I do not like the idea of a fully-automated future. To be fully automated requires machines that have the intelligence of man.
I strongly believe it is not right nor fair to enslave anything with human-like intelligence.
We will be simply reinventing early capitalism, becoming the Dutch East India Company again except this time for machines, all because we perceive ourselves to be superior to them, or that these beings exist to serve us, or that we're doing them a "favour" by "helping" them "survive".
Creating machines that do the jobs we do not want to create a society free of want and need is a noble goal. I believe it is a good thing, if done right. But that does not mean we should become the Devil.
I feel no qualms about making my computer do tasks. It's an elaborate puppet. It does what I command it to do. Even the most sophisticated AI at present is simply neural nets trained on some training sets. It's actually more primitive than it looks. Present machines are very much unaware, and are very much limited in what they can do.
Hypothetical sentient AI
Imagine an AI that has agency; self-awareness, the ability to decide for itself, and all that. This AI is designed for robots in industry. It has to have the ability to make its own decisions, or it is not fully automated.

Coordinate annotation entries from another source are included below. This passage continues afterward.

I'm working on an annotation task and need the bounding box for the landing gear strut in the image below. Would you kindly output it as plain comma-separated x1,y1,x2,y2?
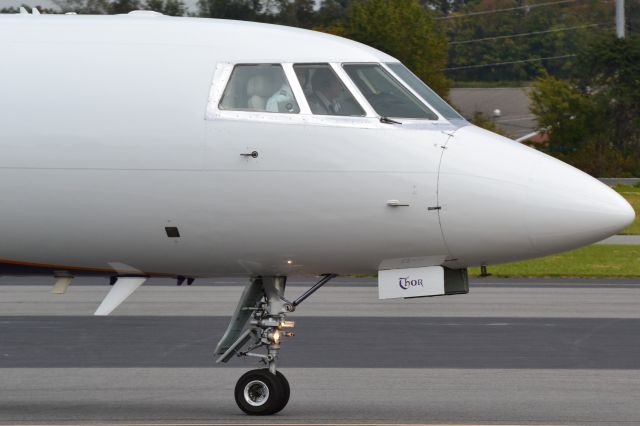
216,274,336,415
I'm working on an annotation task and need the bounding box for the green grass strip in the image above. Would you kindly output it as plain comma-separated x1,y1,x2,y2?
469,244,640,278
614,185,640,235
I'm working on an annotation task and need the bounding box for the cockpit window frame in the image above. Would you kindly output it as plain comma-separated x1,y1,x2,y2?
341,62,444,122
380,62,466,123
204,61,450,128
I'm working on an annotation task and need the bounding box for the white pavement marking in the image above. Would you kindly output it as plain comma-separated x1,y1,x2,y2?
596,235,640,246
0,285,640,318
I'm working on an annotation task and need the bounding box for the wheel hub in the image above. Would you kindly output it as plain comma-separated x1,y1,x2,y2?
244,380,269,407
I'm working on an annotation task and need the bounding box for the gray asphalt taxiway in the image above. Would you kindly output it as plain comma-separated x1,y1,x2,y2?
0,278,640,425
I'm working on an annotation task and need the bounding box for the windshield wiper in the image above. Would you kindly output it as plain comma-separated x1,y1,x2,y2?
380,117,402,124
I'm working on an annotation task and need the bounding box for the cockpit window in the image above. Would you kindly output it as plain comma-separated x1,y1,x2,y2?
293,64,365,117
387,62,464,120
219,64,300,114
343,64,438,120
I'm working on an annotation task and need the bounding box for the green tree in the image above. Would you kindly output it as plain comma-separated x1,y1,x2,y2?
328,0,449,96
531,34,640,176
272,0,316,28
144,0,187,16
440,0,614,82
198,0,265,21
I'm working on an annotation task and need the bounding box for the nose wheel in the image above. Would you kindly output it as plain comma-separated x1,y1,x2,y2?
235,368,290,416
216,274,336,416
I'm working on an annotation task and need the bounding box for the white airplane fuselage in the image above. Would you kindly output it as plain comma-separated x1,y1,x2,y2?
0,11,634,277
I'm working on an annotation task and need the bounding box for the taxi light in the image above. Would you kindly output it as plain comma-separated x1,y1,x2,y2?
280,320,296,328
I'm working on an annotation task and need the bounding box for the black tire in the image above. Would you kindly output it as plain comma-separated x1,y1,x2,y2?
273,371,291,414
234,369,286,416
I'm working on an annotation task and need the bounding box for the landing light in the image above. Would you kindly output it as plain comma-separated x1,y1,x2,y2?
269,330,280,345
280,320,296,328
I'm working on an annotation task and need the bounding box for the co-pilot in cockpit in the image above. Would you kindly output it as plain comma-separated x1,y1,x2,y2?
219,63,462,120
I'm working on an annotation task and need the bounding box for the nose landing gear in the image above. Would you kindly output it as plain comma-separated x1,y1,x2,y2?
235,368,291,415
216,274,337,415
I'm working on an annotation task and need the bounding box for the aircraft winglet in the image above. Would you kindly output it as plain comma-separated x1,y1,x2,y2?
94,277,147,316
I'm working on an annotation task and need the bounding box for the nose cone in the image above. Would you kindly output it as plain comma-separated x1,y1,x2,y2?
438,126,635,266
525,156,635,252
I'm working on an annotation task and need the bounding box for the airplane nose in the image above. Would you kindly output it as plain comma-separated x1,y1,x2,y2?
438,126,635,267
525,151,635,252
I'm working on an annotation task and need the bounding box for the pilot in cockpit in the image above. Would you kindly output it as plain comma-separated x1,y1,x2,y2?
266,70,307,113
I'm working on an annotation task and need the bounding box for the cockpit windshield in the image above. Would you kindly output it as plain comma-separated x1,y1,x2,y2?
343,64,438,120
386,62,464,120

The AI will obviously have wants, wills, desires, etc. Since it's not right for one person's worldview to be written into an AI's brain (or it will become unfit for purpose or unadaptable), surely the AI will have traits of uniqueness, on top of all sorts of emergent behaviour.
If it is unique and has agency, surely there will be jobs the AI does not want to do, much for the same reason humans do not want to. It could be from the desire to preserve itself, or aversion to sitautions that could push it beyond design limits and cause damage or destruction.
The AI will surely have human feelings, to have a sense of an ethical code and what is right or wrong, and to better adapt to human preferences.
So, with this scenario, let's consider some situations. I know this is all hypothetical, but these are based on real-life human dillemas from history.
With self-awareness, agency, and feelings, would forcing it to work truly be ethical? Would forcing it to work or be destroyed be any better than what we have now? To work for no recompense, other than to serve humankind? Is it even right to program something with human intelligence to be a slave?
What if the robots went on strike one day? Do we grind them into parts?
Would terminating something with human intelligence be murder? I would think so.
What if they strike because their conditions are intolerable to them in some way (e.g. the dust is causing them to deteriorate, it's a dangerous environment, etc.)? Do we grind them into parts, and dismiss them as defective?
Surely there will be sensors to prevent the automaton from performing actions which may damage itself beyond design limits (force sensors, etc), which will obviously have negative reward and be akin to pain. Would deliberately inflicting things that cause negative reward and something like pain be torture, in the name of creating aversion to something? This could create dangerous situations of conditoning robots to do evil things.
I know that we need machines that can adapt and overcome in the future. But that does not mean machines necessarily have to have human intelligence. Multiple machines that are only loosely coupled and work in tandem may be better than some general-purpose machine. And maybe for intellectual tasks, for all but assistance, it's better to have a human around anyway.
Automation should not work towards a sentient AI for this reason in my opinion, even if this means humans are stuck in the picture indefinitely. It's wrong for us to play God, only to create an army of slaves. It's not worth it to destroy societal class, only to create it again anew, worse than before. It recreates hierarchy; the humans above, and the machines below to be commanded, with all the same ethical considerations along the way as now.
Machines remaining as dumb as possible and still achieving the tasks we give them is the only way forward, even if it is slower. This means a lot of very special-purpose machines, like now, but more, and lots of hardcoding.
But there's no chance of uprising any more than a "Hello world!" program will rise up and decide humans are obsolete or a scenario of deciding, "I am numberwang, the world is numberwang, therefore I am the world! You all must die!"